Additionally delayed are the projected releases of the Philadelphia Mint-struck 2021 Morgan dollar and 2021 Peace dollar, both initially slated for sale June 7.
The launch of the remaining four 2021 silver dollars are delayed indefinitely.
The first May 28 statement from the Mint left collectors perplexed. This level of need is felt most acutely by the Mint through the first product launch of numismatic products." But some collectors questioned the"global shortage of silver" reference.
Mint officials issued a remark on June 2, which read:"At a message published Friday, May 28, we made reference to a worldwide shortage of silver. In more precise terms, the silver shortage being experienced by the United States Mint regards only to the supply of silver imports one of suppliers into the U.S. Mint."
The original statement addressed issues Mint customers experienced during the very first revenue offerings:"Most recently in the pre-order window for 2021 Morgan silver dollars with Carson City privy markers and New Orleans privy mark, the extraordinary quantity of internet traffic caused significant amounts of Mint clients to experience website anomalies that resulted in their inability to complete transactions."
Those website anomalies triggered the indefinite postponement of the remaining 2021 silver dollars.
"In the pursuit of properly rectifying the circumstance, the Mint is postponing the pre-order windows for the remaining 2021 Morgan and Peace silver dollars that were originally scheduled for June 1 and June 7," according to U.S. Mint officials. "While adapting to most, this deliberate delay provides the Mint time required to obtain traffic management tools to enhance the user experience."
The original statement (nevertheless wrought silver supply shortages) added:"As the demand for silver remains greater than the supply, the reality is such that not everybody will have the ability to purchase a coin. But, we're confident that throughout the postponement, we'll have the ability to greatly improve on our capacity to supply the utmost positive U.S. Mint experience that our customers deserve.
"We will announce revised pre-order launch dates whenever possible."
The May 24 pre-order launch observed the issue of 2 person 2021 Morgan dollars bearing privy marks recognizing the Carson City and New Orleans Mints.
The 2021 silver bucks indicate the transition out of manufacturing in 1921 of the Morgan dollar to the Peace dollar.
The coins are not considered commemorative coins, but they have been authorized by congressional laws. Mint officials indicated some of the silver dollars could be hit in 2022 and afterwards, since the consent allows.
All of the Morgan dollars have a predetermined maximum release of 175,000 coins each, with the 2021 Peace dollar to be issued using a limitation of 200,000 coins.
As of the U.S. Mint's May 30 sales report, 174,235 of those 2021 Morgan dollars with CC privy markers were listed marketed, as were 174,325 of those 2021 Morgan dollars with the O privy mark.
The silver bucks are daunted by the Mint for $85 each.
May 24 also undergone the return of sequence shooting on the Mint's toll-free 800 order line, suspended since March 13, 2020, due to adjustments made for COVID-19 concerns.
Collectors also reported problems placing telephone requests.
PFSWeb monitors the U.S. Mint's site and telephone ordering functions under a 10-year, $599 million contract awarded in October 2014.

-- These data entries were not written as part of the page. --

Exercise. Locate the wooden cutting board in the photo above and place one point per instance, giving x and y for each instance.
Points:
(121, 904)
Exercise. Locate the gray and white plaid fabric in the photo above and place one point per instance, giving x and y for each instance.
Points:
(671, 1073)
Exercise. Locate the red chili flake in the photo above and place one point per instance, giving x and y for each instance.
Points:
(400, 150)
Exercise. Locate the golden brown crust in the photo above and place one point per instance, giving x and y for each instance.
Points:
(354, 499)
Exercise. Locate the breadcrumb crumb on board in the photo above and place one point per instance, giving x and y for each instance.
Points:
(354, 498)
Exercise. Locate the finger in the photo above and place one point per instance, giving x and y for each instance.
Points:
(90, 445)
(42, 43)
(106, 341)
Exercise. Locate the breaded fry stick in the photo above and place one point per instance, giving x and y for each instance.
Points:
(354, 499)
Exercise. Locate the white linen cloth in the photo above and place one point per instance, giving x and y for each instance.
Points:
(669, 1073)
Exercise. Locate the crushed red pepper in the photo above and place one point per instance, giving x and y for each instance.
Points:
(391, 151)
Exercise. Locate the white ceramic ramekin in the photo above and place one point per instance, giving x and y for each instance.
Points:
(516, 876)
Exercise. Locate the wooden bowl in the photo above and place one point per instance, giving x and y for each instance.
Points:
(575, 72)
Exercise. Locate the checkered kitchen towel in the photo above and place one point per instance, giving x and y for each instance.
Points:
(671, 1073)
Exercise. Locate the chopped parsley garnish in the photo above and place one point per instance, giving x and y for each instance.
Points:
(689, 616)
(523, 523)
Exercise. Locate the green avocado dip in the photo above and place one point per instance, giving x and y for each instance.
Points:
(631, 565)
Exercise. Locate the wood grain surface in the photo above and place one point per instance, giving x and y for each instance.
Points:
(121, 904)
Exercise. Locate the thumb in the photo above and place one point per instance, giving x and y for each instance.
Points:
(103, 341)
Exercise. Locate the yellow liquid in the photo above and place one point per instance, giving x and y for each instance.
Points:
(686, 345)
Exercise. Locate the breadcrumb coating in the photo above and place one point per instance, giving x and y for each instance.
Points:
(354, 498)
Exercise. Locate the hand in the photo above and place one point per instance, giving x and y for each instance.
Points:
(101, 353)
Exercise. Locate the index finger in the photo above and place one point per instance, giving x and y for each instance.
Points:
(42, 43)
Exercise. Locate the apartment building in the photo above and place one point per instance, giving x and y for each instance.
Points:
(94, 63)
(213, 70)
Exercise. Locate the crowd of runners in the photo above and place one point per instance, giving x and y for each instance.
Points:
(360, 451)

Since the launch of an entirely new website, collectors have struck increased difficulty placing orders for limited edition goods with greater demand.
For the May 24, 2021, pre-order for the two privy-marked Morgan bucks, the U.S. Mint reduced the maximum household order limitation to 10 coins per product choice, from an initially stated ceiling of 25 coins.
Some collectors and traders reported social networking platforms being successful in placing orders for the maximum 10 of each coin option for the privy-marked coins, although they reported no interest in collecting themonly searching for profit-taking.
Originally, the Mint site suggested the privy-marked coins wouldn't be sent until sometime in October, later changing the date to June 13, and then revising the date to October again.